又修験は今は廃されたれども、当山派(真言)及本山派(天台)あり。 郡内には本山派多く当山派は其半に足らず。 水富村笹井観音堂川角村西戸山本坊南畑村十玉院高萩村高萩院の如きは本山派の雄なりき。

一二、本書の材料は出来得る限り、各方而より蒐集したりと雖、資料尚十分ならざるもの多く、殊に各地往々繁簡宜しきを得ざるものあり。 編者微力の致す所也。

一三、本書挿むに附図を以てすと雖、詳しくは陸地測量部五万分一地図に就て対照せられたし。

一四、本書編述に際しては市川入間郡長、田島第一課長及郡衙関係の人々の好意は勿論、地方先輩、同窓学友、乃至各地の特志家の力に待つ所少からず。 沿革の記事に関しては川越中学校教頭松崎文学士の有益なる助言を得たること少からず。 本書の兎も角も脱稿し得たるもの凡て諸氏の賜也。

大正元年十月二十日

編者

例言追加

地名伝説とは某の地名の起原を説明せんがために一般に伝承せらるゝ説話にして、其多数は該地名に用ゐらるゝ漢字の意味を転用するもの也。

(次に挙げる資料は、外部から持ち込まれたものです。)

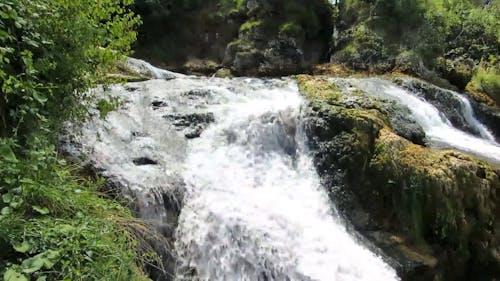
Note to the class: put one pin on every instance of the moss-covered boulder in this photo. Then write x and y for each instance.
(433, 212)
(251, 37)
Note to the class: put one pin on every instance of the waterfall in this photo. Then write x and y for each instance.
(439, 131)
(231, 155)
(254, 208)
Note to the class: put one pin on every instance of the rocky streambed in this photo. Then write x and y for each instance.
(263, 179)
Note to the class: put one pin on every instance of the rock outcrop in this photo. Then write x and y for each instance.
(253, 37)
(434, 213)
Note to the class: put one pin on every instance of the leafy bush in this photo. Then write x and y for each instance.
(54, 226)
(51, 51)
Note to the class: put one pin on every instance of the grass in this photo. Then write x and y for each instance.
(56, 225)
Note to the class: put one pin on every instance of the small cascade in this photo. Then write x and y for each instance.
(233, 152)
(438, 129)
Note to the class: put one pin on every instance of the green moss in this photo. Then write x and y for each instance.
(429, 197)
(249, 25)
(291, 29)
(54, 224)
(440, 196)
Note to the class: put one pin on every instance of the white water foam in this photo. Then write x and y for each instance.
(438, 129)
(254, 208)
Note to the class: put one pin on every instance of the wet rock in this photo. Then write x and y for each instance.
(142, 161)
(158, 104)
(223, 73)
(434, 213)
(488, 115)
(190, 119)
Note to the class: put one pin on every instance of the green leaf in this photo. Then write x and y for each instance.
(12, 275)
(41, 210)
(41, 99)
(7, 153)
(23, 247)
(33, 264)
(7, 198)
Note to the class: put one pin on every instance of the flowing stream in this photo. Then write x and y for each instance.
(438, 129)
(253, 207)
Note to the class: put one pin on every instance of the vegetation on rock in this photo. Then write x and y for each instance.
(441, 205)
(54, 225)
(456, 39)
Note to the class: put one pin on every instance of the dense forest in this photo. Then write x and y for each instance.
(57, 222)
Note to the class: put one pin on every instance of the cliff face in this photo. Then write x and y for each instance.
(255, 37)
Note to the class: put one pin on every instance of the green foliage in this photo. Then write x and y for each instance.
(53, 225)
(291, 29)
(365, 48)
(487, 79)
(106, 105)
(51, 51)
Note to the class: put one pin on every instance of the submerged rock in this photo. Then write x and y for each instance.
(433, 212)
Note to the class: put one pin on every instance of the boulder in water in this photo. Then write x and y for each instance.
(435, 213)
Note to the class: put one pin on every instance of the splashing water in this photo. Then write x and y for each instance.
(254, 208)
(438, 129)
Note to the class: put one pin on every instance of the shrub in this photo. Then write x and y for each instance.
(487, 79)
(52, 50)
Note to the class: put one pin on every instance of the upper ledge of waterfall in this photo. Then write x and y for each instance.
(434, 212)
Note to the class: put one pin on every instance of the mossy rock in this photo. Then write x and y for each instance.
(442, 204)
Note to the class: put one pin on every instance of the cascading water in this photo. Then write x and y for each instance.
(254, 208)
(439, 131)
(234, 149)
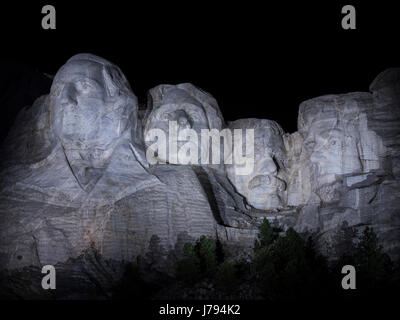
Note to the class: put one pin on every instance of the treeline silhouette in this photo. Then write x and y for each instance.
(284, 266)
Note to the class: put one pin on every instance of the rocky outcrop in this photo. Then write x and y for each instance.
(75, 176)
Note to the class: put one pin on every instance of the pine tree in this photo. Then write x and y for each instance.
(188, 267)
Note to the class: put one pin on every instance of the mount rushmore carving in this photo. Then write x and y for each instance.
(75, 175)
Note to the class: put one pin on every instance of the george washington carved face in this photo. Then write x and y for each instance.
(92, 106)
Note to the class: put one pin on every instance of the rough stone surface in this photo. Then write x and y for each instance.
(76, 189)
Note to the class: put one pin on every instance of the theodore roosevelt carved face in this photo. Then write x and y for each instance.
(265, 187)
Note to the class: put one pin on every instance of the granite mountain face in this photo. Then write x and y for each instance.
(75, 179)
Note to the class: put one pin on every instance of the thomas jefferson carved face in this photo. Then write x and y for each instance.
(265, 187)
(186, 106)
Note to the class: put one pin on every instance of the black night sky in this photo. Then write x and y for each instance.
(257, 59)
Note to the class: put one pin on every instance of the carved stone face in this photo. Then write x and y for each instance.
(337, 139)
(91, 103)
(91, 107)
(331, 151)
(265, 187)
(186, 106)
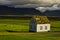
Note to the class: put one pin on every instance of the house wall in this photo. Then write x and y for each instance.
(43, 27)
(32, 25)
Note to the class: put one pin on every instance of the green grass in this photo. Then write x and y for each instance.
(23, 27)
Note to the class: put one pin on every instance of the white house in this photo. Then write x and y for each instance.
(39, 24)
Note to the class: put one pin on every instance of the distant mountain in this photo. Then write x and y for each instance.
(5, 10)
(52, 13)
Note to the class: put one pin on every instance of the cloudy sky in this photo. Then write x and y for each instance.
(41, 5)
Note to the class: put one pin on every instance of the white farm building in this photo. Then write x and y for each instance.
(39, 24)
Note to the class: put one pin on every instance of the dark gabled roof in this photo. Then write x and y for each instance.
(41, 19)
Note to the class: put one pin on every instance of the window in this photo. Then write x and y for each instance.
(41, 27)
(45, 27)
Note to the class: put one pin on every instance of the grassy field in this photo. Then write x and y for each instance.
(21, 30)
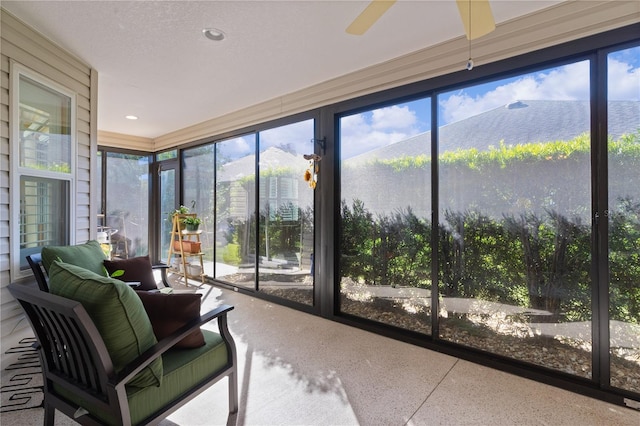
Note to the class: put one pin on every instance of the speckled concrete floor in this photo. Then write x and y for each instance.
(298, 369)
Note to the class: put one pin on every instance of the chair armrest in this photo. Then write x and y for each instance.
(142, 361)
(163, 273)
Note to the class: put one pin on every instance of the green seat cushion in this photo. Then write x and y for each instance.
(183, 369)
(88, 256)
(117, 313)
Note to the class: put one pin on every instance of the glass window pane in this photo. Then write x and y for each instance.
(127, 209)
(45, 127)
(286, 212)
(515, 218)
(198, 175)
(624, 217)
(235, 192)
(385, 252)
(167, 206)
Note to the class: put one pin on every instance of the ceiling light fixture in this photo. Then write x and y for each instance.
(213, 34)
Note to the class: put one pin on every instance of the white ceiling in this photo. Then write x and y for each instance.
(154, 62)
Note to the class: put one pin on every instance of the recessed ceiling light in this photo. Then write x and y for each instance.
(213, 34)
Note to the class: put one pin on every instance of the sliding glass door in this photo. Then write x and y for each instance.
(624, 218)
(385, 212)
(515, 218)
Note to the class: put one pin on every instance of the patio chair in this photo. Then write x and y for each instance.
(87, 381)
(82, 255)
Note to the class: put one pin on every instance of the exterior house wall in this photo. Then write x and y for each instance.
(22, 45)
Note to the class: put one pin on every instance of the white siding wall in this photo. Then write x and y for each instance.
(24, 46)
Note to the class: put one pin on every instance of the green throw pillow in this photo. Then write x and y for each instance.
(117, 312)
(88, 256)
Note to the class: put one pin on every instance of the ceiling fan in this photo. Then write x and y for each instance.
(475, 14)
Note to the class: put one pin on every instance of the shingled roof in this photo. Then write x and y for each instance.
(518, 122)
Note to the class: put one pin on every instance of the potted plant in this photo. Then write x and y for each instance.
(192, 223)
(178, 211)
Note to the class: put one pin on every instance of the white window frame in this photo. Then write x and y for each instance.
(16, 171)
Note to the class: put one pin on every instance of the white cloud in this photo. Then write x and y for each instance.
(394, 117)
(624, 81)
(383, 126)
(233, 149)
(296, 136)
(570, 82)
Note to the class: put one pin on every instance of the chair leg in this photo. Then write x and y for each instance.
(49, 414)
(233, 399)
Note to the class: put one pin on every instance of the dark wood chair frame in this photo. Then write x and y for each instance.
(74, 357)
(35, 261)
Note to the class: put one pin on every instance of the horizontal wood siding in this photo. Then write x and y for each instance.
(23, 45)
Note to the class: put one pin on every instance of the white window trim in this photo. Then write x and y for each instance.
(15, 71)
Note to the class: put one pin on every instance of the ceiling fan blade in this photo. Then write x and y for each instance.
(479, 21)
(369, 16)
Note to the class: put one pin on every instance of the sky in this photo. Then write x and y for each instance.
(374, 129)
(370, 130)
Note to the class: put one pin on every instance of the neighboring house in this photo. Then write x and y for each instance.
(554, 185)
(518, 122)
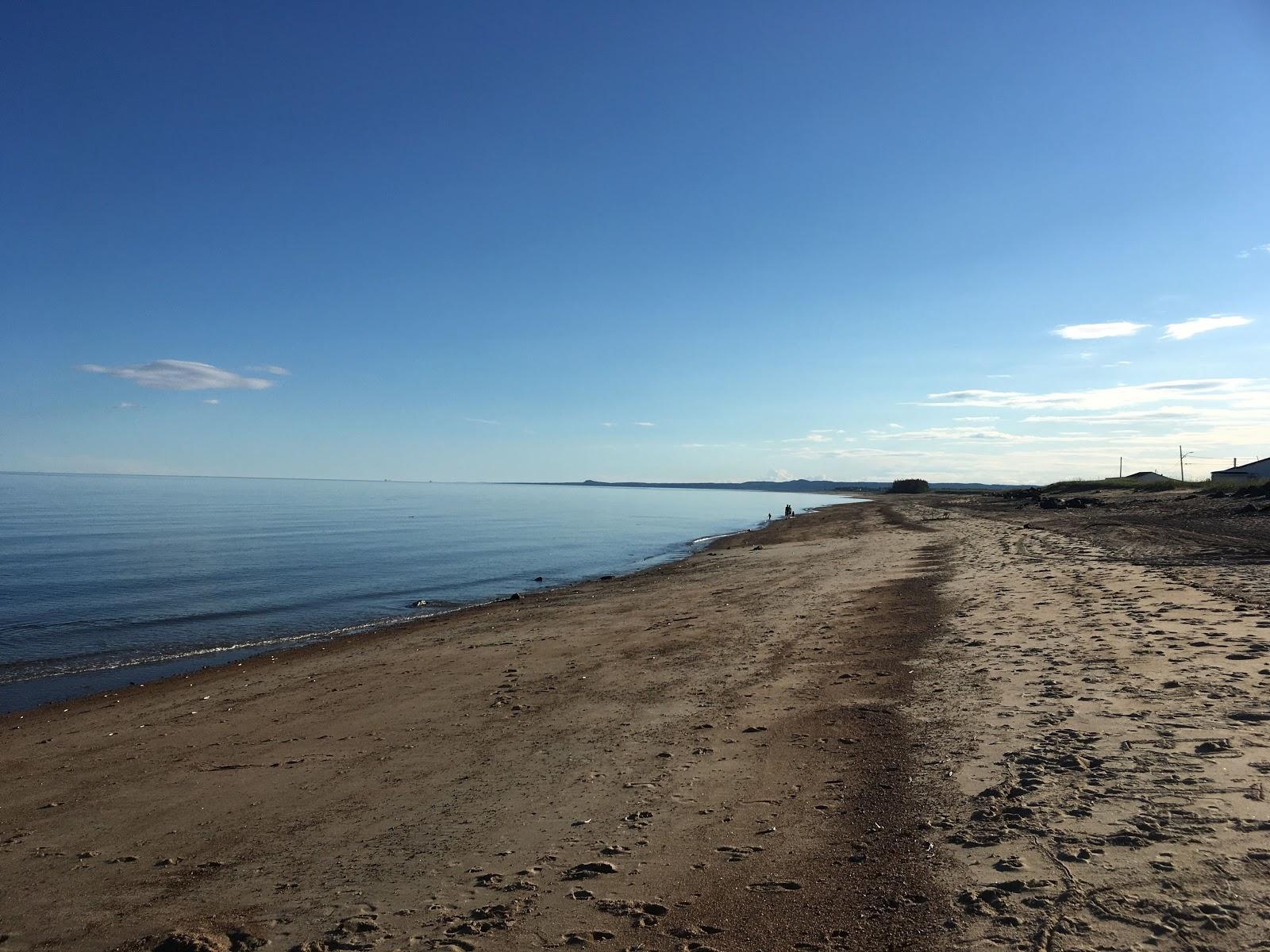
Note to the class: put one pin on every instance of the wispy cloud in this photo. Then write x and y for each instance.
(1202, 325)
(179, 374)
(1108, 397)
(813, 437)
(1092, 332)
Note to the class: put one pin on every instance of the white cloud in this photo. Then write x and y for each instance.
(813, 437)
(181, 374)
(1202, 325)
(1092, 332)
(1108, 397)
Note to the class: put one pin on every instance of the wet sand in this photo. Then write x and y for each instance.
(912, 724)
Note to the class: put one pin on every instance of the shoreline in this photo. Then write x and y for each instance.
(939, 723)
(116, 679)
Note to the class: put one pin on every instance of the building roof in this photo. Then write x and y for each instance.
(1245, 467)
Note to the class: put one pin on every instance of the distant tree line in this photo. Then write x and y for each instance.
(910, 486)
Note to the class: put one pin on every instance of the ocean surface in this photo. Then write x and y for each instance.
(106, 581)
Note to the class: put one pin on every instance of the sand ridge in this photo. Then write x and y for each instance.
(914, 724)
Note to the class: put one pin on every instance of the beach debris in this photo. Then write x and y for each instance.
(586, 871)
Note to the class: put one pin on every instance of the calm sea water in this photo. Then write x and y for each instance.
(114, 579)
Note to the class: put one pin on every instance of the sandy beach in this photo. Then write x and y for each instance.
(935, 723)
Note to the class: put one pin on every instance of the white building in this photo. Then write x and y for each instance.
(1249, 473)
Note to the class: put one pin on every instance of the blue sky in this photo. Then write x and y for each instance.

原故に堀内、堂山、塚原、市場、の如き地名は大抵或歴史的事実を暗示すれど、駒林の地名を駒が林中に死したるによるなどゝ解くの類は決して信ずべからず。地名伝説の一例也。

伝説々話の類は直に歴史事実とすべからざるもの多しと雖、別に伝説若くは説話として保存すべく、参考に値するもの少からず。

板碑とは大抵秩父青石にて成れる板状の墓碑にして関東地方に多し。

其年代は鎌倉及室町の両時代に属す。

本書通読に際しては地図の外成るべく年表をも坐右に備へられんことを切望す。